Don't let anything stop you from protecting a child
There are many reasons why adults don't report their concerns when they're worried about a child. But children need someone to speak up for them to help them.
Whether you're the child's parent, relative, family friend, neighbour or a professional, don't let anything stop you from protecting a child.
Regardless of how you know the child, if you see or hear something that worries you it’s always good to trust your instinct and talk to somebody about it. You might be the only one who acts.
Contact the NSPCC helpline where you can discuss your concerns with a helpline counsellor. You don’t need to say who you are but you can talk about your worries and a helpline counsellor can advise what they think should happen next.
If we decide a child may be at risk or in need of additional support, the helpline counsellor will ask you for the child’s details. You can decide if you are willing to provide this information so that they can act on your behalf by sharing the information with the appropriate agency such as children’s services (also known as social services or children’s social care).

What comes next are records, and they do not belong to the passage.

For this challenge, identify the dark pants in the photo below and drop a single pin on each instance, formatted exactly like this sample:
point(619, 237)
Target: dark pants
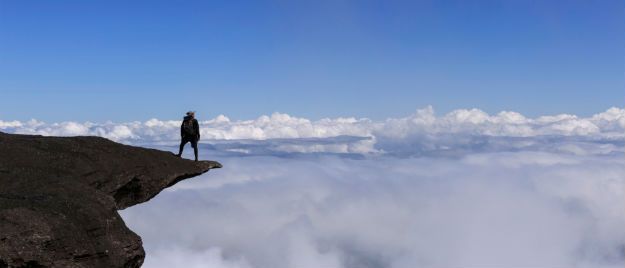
point(193, 141)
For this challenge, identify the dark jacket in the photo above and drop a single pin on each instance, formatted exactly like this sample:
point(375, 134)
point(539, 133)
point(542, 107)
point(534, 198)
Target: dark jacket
point(196, 128)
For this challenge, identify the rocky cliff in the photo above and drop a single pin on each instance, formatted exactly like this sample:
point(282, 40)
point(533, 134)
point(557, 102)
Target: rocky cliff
point(59, 198)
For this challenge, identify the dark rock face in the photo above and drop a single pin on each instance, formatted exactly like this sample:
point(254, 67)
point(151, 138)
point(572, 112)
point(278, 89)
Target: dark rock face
point(59, 198)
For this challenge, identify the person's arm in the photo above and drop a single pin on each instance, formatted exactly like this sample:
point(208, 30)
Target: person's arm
point(196, 126)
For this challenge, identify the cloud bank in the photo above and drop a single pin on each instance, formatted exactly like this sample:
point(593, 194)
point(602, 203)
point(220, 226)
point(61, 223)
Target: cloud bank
point(511, 209)
point(348, 135)
point(465, 189)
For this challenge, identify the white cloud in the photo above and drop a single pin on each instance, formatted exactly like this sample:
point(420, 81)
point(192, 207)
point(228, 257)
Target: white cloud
point(503, 209)
point(423, 123)
point(465, 189)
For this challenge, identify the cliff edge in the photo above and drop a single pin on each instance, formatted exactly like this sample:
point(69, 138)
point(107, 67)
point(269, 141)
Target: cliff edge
point(59, 198)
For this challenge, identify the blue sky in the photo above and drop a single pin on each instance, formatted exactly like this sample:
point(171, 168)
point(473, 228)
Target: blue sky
point(135, 60)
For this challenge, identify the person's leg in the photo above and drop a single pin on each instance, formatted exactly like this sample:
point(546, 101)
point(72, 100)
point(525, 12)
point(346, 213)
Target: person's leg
point(194, 144)
point(182, 143)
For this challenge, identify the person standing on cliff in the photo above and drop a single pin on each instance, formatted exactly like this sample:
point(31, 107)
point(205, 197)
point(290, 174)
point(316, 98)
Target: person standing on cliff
point(189, 132)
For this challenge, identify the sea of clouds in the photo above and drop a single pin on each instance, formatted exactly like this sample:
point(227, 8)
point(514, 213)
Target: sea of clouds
point(464, 189)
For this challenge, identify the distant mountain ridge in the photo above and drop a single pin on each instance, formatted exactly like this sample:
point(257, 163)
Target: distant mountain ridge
point(59, 198)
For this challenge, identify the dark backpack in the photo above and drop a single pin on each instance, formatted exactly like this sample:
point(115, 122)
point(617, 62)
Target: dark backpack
point(187, 127)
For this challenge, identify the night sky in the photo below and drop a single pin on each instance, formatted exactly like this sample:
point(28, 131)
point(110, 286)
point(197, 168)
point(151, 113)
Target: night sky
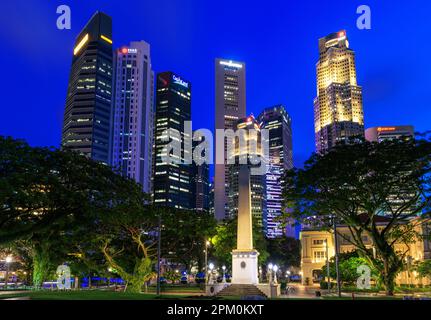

Remember the helpline is available 24 hours a day, 365 days a year and is free to call from landlines and most mobile networks.
Don’t wait until you’re certain. If you’re not sure, run it by one of our helpline counsellors.
A counsellor can assess the situation and advise you further. You might be wrong but you could be right and sharing your concerns can help to keep the child safe.
Put your mind at ease. Contact the NSPCC helpline.
When you contact the NSPCC helpline, you do not need to say who you are or how you know the child of concern, if you do not wish to.
If you do provide information that may identify you, we may need to pass this on to children's services. But we would always ask them not to share it with the alleged abuser or the family.
When you contact the NSPCC helpline you will be put through to a helpline counsellor who will ask questions to assess your concerns for the child.
The counsellor will decide whether the concerns warrant a referral to another agency such as children’s services or the police in order to protect the child.
Children’s services and the police will assess if the child is at immediate risk of significant harm or in need.
In most cases the child and family of concern need support. Services will work with the family, not against them. Unless the level of risk requires the courts to get involved immediately, care proceedings will only start after extensive efforts are made to keep the child with their family by working with them to address any risks.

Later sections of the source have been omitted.